Esto es lo que significa el sencillo acto de recordarle al comer el pan y beber la copa. Es proclamar su muerte preciosa como el único fundamento de la salvación. De modo que todas las veces que los creyentes se reúnen para recordar al Señor en el partimiento del pan, están anunciando el hecho glorioso de su muerte por los pecadores y la salvación por su sangre derramada. ¡Qué maravilloso!
Tan importante es la institución de la Cena, que el Señor, desde la gloria, dio a Pablo una revelación especial acerca de ella. Esta revelación se encuentra en 1 Corintios 11:23-29. Aquí se presenta con claridad el propósito de la Cena y la manera en que debería ser observada.
Cómo se debe celebrar la Cena
Por la primera epístola a los Corintios nos enteramos de que existía, en la asamblea local, un mal estado de cosas. Había mucho desorden entre ellos tocante a muchas cosas, entre ellas la Cena. En este capítulo 11 vemos que se reunían de manera descuidada y no comían la Cena del Señor en su verdadero sentido. El apóstol Pablo tuvo que escribirles: “Cuando, pues, os reunís vosotros, esto no es comer la cena del Señor. Porque al comer, cada uno se adelanta a tomar su propia cena; y uno tiene hambre, y otro se embriaga” (v. 20-21).

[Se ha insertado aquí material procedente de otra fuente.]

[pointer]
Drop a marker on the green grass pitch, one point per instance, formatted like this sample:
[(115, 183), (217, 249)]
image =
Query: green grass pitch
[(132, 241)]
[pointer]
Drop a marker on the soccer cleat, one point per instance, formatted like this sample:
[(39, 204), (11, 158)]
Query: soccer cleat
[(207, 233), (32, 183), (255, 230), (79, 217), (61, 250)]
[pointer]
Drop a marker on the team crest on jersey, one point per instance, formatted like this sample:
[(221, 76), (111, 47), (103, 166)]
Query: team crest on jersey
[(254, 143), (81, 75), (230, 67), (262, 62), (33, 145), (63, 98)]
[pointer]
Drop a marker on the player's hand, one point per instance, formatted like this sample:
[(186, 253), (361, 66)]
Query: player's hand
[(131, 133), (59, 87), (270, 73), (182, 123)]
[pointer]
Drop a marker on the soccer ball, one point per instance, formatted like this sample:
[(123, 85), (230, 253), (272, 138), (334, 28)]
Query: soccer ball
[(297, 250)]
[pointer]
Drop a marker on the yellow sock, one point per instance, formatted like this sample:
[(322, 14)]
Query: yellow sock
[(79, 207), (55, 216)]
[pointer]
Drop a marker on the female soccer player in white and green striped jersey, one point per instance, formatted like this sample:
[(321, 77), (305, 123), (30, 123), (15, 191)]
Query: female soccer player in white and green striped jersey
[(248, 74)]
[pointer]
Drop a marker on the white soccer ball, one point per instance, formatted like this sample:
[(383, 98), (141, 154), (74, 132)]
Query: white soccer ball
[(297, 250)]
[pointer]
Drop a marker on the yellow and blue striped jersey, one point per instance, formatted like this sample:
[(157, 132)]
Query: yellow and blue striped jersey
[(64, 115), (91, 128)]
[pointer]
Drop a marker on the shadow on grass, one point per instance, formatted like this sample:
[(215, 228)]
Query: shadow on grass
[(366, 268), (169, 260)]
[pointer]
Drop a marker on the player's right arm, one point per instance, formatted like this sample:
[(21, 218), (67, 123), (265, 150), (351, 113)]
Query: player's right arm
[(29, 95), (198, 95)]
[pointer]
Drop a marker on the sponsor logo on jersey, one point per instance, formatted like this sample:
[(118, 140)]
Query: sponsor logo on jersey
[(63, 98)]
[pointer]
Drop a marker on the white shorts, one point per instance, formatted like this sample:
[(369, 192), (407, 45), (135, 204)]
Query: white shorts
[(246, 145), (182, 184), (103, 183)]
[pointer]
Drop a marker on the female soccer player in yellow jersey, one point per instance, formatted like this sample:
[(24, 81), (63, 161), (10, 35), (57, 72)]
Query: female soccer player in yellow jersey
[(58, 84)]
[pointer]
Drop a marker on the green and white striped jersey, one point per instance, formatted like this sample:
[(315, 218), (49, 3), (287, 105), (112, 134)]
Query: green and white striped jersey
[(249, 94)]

Parece que estaban mezclando el ágape con la Cena. (El ágape era una comida ordinaria de la que los primeros cristianos participaban juntos). Por lo tanto, comían la Cena de una manera indigna e irreverente, lo que les hacía perder de vista el verdadero carácter de la Cena del Señor. Hasta habían corrompido el carácter del ágape, conservando diferencias de clase. Así los ricos comían en abundancia, mientras los pobres pasaban hambre a causa de la poca comida que podían llevar.

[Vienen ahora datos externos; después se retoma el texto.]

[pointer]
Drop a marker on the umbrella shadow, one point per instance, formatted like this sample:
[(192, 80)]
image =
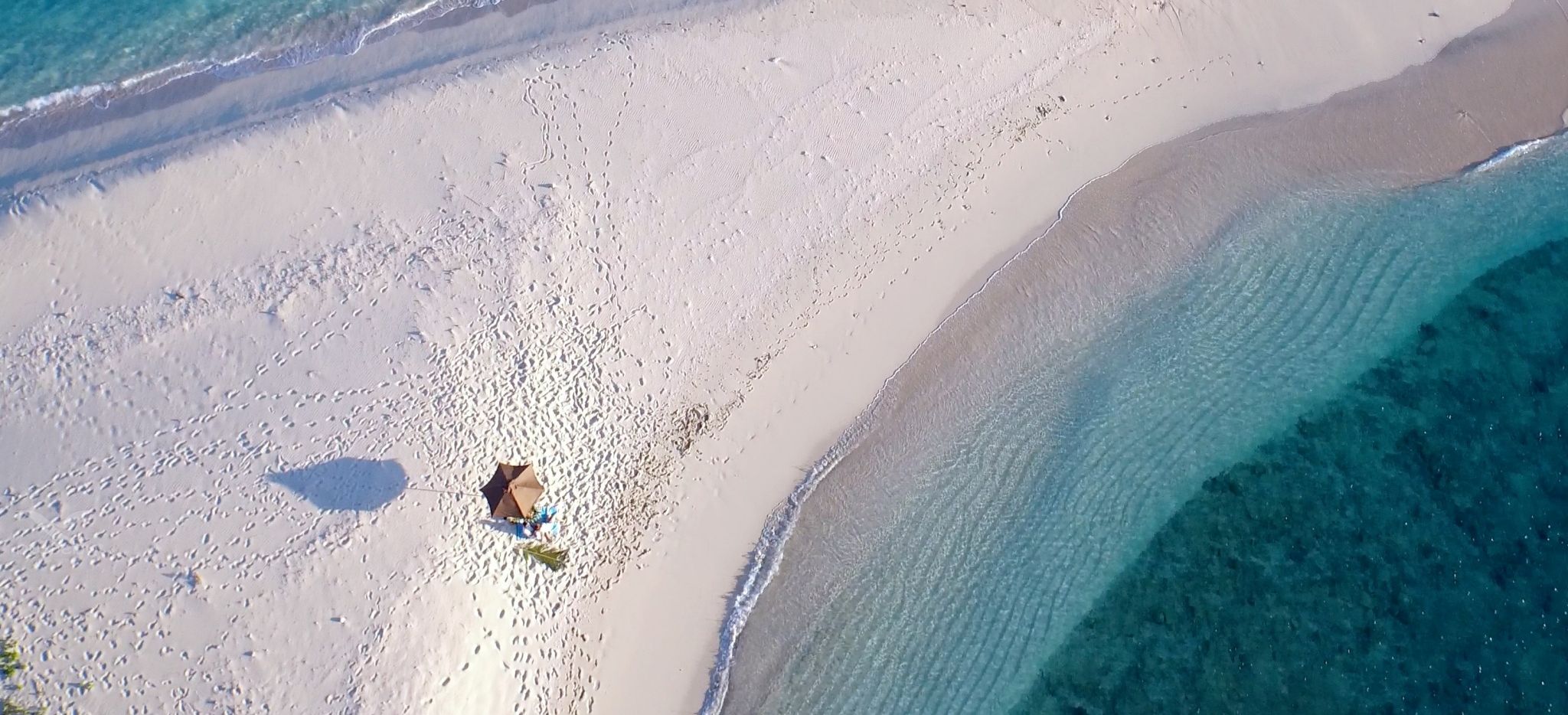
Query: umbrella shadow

Como consecuencia de todo esto, el Espíritu de Dios dirigió a Pablo para que escribiera esta epístola (1 Corintios), a fin de corregir estos desórdenes. En el capítulo 11 tenemos instrucciones especiales en cuanto al propósito de la Cena y a la manera santa y reverente de observarla. Como Dios destinó esta epístola a los Corintios a ser parte de las sagradas Escrituras, en su sabiduría permitió que aquellos desórdenes aparecieran ya en la Iglesia primitiva, a fin de que tuviéramos instrucciones divinas y permanentes para enfrentar tales condiciones. Así nos es posible conocer más a fondo sus pensamientos y su orden. Vemos que Dios quiso beneficiar no solo a los corintios, sino también a toda la Iglesia a través de toda la época de la gracia. ¡Qué agradecidos deberíamos estar!

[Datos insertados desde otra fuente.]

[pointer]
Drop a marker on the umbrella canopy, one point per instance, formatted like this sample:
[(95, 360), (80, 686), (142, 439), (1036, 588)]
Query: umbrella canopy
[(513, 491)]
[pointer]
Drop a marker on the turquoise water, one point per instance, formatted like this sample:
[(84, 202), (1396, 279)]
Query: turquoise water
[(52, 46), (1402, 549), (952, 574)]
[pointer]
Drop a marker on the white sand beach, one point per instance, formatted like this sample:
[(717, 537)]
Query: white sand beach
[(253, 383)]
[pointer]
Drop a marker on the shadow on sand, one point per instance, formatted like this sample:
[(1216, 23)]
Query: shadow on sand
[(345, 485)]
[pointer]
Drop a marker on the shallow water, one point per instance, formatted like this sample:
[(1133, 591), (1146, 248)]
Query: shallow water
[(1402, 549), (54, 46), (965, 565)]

Vemos en el versículo 23 que el Señor dio al apóstol Pablo una revelación especial sobre la Cena.
Porque yo recibí del Señor lo que también os he enseñado.
Pablo no fue uno de los doce apóstoles que estaban con el Señor la noche en que Él instituyó esta fiesta conmemorativa. Por lo tanto, el Señor le comunicó estas instrucciones personalmente. Ya no fue simplemente el humilde Jesús de la cena pascual, sino el Señor en el trono de gloria, quien dio a Pablo los detalles acerca de los pensamientos de Dios en cuanto al partimiento del pan.
Este hecho ciertamente debería mostrarnos la gran importancia de la Cena como institución cristiana. Todo lo concerniente a ella –su institución la noche que el Señor fue entregado, su propósito divino como memorial, su manera de ser observada o llevada a cabo– es de gran importancia por haber sido el objeto de una especial revelación del Señor.
El olvido de los corintios
Debemos destacar la múltiple repetición del título de Señor que recibe el Maestro en este capítulo de la Cena. Se habla de la Cena del Señor, del Señor Jesús, de la muerte del Señor, de la copa del Señor, del cuerpo y de la sangre del Señor y del castigo del Señor. Es fácil ver la razón. Los corintios parecían haber olvidado que Él era el Señor; de lo contrario, no habrían caído en tan terrible desorden tocante a la Cena.
Aquel de quien habla la Cena ha sido hecho Señor de todos. Él tiene el completo derecho de control y mando sobre todo lo que tenemos y todo lo que somos. Ante Él tenemos responsabilidad por lo que hacemos, lo que decimos y lo que pensamos, especialmente cuando lo recordamos en su muerte. Los hermanos de Corinto se habían olvidado de Él a ese respecto y habían hecho de la Cena del Señor su propia cena. Se ocupaban en sus propias cosas y perdían de vista las cosas del Señor. Se habían olvidado de su presencia, por lo que olvidaban el verdadero valor de la Cena del Señor. Esto se repite inevitablemente cuando no tomamos en cuenta su presencia. Los corintios habían caído tan bajo que degradaron la Cena al nivel de una comida ordinaria. Era necesario que volvieran a tomar en cuenta el señorío de Cristo y el carácter sagrado de su cena. En consecuencia, Pablo fue movido a escribirles urgentemente para volver a ganar sus corazones, a fin de que pudieran recordar al Señor de una manera digna, en el partimiento del pan.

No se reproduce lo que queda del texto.